The air conditioner goes out in the middle of the summer. Or the washing machine breaks. A red and blue light flashes in your rear-view mirror. Maybe you splurge on blueberries and once you get them home, you accidentally drop them and the plastic container springs open as blueberries scatter in every direction under the dishwasher and refrigerator? They will fossilize as you have no desire to move appliances.
Or what about those stickers on fruit that won’t come off? Maybe you don’t remember them until you realize they’re in your fruit salad. And, oh no! Is your guest choking on your fruit salad? You slice a tomato and end up in Urgent Care because you also sliced your finger along with the tomato. The IRS has no record of the refund you are owed and you call to correct the error and wait on hold for a half hour, then another half hour explaining the situation to the agent who finally put her coffee cup down and finished her Sudoku to answer your call. The agent asks you a series of questions to make sure you aren’t an impostor. She then says, “You need to call another number to get this matter cleared up.”

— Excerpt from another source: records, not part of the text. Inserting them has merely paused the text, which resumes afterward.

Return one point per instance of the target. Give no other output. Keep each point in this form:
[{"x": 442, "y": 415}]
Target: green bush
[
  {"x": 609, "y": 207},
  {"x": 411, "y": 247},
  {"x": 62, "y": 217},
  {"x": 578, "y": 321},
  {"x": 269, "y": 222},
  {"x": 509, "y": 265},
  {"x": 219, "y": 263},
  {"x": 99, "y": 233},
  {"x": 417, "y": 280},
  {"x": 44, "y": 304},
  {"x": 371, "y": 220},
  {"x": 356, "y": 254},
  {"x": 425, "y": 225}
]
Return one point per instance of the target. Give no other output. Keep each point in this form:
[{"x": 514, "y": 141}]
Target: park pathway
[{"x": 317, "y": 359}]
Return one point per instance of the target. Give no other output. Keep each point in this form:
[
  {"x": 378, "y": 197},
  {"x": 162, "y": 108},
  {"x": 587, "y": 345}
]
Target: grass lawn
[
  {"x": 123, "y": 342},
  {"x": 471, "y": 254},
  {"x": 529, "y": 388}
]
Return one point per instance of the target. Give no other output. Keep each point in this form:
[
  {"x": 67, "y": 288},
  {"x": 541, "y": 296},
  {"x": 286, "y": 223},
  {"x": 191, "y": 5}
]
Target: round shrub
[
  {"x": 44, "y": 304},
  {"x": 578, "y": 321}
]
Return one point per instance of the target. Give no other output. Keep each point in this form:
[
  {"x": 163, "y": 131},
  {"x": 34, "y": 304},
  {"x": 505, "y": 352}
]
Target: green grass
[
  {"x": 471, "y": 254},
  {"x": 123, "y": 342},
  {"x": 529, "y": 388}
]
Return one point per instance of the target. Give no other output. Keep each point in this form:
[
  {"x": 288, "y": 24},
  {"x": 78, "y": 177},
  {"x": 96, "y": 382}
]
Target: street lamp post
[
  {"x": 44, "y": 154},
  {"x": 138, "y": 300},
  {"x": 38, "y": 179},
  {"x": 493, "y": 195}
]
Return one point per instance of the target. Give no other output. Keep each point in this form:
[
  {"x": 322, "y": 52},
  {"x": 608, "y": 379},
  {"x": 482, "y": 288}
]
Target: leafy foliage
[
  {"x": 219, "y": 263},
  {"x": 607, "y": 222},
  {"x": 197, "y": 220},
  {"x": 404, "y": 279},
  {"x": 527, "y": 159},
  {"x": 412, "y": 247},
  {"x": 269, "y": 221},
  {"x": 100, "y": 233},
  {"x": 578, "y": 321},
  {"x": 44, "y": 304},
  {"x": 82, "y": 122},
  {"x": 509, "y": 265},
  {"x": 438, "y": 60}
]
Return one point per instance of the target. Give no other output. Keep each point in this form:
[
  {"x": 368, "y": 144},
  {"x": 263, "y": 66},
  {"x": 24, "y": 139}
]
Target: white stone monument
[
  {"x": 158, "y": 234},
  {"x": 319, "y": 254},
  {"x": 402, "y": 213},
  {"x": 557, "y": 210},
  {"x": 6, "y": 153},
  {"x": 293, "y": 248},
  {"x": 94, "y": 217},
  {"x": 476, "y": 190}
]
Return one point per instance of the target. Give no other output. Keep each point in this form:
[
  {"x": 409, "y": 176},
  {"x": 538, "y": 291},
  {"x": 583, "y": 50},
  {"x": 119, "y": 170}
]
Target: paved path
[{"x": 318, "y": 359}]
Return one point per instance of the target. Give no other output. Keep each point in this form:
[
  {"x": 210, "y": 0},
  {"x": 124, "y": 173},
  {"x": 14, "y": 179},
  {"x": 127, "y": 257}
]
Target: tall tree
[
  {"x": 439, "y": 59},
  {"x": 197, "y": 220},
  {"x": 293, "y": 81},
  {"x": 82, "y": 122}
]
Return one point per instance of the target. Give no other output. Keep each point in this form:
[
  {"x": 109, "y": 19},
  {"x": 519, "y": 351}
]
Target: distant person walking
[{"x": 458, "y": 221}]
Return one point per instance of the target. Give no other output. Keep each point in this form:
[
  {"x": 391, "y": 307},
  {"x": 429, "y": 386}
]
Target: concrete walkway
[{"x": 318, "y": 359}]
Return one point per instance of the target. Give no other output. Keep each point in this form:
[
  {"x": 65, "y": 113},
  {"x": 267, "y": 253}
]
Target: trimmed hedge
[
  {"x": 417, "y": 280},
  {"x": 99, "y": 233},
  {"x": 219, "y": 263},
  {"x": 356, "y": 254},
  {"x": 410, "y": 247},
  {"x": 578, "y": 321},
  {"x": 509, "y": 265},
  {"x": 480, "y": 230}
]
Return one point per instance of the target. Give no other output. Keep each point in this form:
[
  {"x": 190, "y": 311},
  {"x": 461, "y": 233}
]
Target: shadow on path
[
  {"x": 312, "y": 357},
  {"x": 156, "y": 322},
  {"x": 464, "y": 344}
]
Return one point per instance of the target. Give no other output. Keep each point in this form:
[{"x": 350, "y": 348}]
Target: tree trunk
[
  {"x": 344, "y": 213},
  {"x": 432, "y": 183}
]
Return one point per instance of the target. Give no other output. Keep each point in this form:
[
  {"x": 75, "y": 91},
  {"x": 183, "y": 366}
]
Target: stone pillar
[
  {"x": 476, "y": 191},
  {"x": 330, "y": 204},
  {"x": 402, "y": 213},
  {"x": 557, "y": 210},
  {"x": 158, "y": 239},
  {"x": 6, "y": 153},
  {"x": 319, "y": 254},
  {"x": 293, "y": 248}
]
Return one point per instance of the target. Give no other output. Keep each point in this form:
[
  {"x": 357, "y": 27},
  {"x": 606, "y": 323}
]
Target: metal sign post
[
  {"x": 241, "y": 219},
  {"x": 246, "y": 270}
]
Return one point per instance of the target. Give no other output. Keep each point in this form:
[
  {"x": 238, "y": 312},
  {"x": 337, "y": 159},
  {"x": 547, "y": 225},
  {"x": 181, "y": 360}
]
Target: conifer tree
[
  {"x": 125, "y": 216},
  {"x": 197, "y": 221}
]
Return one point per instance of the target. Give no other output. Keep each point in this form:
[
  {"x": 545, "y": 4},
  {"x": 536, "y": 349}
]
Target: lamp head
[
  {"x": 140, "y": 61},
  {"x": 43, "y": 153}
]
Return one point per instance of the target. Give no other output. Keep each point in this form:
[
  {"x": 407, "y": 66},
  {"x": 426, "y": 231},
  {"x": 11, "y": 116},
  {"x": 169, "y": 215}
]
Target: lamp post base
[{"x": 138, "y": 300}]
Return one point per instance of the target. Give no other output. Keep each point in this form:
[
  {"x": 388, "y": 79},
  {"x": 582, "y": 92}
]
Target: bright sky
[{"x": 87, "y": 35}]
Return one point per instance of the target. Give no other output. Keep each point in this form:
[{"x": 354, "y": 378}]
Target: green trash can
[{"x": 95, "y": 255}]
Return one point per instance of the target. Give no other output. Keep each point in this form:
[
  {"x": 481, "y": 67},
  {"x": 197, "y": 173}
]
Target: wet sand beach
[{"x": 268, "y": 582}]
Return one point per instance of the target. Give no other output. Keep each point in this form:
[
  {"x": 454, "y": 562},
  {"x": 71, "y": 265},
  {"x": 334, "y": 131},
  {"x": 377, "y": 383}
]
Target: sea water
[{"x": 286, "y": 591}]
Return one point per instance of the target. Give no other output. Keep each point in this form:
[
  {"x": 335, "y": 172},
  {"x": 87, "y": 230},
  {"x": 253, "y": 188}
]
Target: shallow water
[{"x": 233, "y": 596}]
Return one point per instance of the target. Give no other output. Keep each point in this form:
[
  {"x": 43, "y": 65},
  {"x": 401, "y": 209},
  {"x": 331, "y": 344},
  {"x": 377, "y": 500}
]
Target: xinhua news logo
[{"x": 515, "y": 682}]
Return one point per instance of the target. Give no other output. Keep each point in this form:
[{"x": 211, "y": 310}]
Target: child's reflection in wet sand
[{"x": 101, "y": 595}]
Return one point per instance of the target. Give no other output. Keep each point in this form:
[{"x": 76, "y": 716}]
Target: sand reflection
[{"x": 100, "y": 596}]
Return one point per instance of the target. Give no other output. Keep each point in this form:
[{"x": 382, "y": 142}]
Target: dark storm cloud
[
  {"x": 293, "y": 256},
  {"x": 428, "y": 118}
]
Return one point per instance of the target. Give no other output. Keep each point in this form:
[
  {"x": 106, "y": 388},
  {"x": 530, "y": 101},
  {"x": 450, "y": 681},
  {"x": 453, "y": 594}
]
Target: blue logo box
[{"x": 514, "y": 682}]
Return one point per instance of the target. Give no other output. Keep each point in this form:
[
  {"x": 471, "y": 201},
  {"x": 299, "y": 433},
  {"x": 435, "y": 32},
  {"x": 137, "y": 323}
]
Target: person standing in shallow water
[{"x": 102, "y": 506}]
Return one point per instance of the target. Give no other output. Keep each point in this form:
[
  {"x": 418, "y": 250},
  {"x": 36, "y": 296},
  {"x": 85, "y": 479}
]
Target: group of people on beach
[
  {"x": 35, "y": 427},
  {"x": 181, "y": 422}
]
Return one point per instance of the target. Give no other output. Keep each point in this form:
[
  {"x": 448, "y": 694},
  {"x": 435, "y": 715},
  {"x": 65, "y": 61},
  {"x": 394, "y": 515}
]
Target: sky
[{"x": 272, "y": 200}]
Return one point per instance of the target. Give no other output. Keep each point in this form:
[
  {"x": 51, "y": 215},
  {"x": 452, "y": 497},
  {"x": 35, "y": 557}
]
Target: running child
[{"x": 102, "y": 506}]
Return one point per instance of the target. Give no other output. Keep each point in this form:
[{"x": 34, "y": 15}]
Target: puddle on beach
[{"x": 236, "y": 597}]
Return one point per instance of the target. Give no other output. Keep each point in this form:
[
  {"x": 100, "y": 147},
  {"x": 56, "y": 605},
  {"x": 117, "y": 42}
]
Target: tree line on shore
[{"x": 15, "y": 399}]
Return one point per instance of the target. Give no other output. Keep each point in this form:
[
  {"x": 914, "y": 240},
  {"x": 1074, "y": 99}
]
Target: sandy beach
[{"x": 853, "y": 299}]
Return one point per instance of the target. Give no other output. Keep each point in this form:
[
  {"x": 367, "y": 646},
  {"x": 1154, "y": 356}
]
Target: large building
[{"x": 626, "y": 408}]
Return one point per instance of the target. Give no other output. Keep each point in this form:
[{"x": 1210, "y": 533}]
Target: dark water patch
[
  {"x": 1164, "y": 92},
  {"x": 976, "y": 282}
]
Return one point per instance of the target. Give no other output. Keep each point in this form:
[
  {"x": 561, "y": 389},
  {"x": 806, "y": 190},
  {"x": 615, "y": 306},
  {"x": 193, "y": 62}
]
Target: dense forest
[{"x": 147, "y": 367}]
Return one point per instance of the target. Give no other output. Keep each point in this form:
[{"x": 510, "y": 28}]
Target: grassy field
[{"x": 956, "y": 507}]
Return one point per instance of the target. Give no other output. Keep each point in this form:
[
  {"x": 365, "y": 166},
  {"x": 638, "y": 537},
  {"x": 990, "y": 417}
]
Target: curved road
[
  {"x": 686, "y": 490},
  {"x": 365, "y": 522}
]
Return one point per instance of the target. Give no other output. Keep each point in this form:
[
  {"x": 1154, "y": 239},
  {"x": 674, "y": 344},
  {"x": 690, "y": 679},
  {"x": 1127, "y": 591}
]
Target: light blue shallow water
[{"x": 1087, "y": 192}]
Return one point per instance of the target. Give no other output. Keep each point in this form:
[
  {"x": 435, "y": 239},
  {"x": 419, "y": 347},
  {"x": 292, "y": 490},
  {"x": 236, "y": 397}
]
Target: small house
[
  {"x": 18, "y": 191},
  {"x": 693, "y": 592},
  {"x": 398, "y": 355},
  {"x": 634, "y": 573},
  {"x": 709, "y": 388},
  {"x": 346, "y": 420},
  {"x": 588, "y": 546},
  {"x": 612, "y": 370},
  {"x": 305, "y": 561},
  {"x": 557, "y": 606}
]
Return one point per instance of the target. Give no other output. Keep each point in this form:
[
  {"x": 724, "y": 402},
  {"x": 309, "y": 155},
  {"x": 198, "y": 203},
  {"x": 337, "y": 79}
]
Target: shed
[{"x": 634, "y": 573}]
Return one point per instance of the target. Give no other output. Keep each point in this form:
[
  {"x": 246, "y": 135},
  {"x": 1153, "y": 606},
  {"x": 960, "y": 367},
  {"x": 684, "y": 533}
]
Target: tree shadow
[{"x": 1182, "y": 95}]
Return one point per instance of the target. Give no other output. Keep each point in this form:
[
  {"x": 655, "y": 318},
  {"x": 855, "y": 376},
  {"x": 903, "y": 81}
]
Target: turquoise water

Do you plead with the agent to transfer you to the new phone number? Do you throw your phone across the room? Well, I don’t recommend either. The agent won’t transfer you (“I’m sorry but we have no way of transferring”), and hurtling the phone across the room doesn’t bother the IRS agent one bit.
Today, I will choose joy.
But the IRS? That’s the true test. When you commit to choosing joy after an hour of your time wasted by the incompetence of our government—you are a person of high quality character. …I’m not there yet.
*Compassion Sponsor Tour-A group tour to the country of your sponsored child that allows sponsors to experience the country’s culture and attractions, get an in-depth look at how the Compassion ministry works, and spend a fun day with your sponsored child.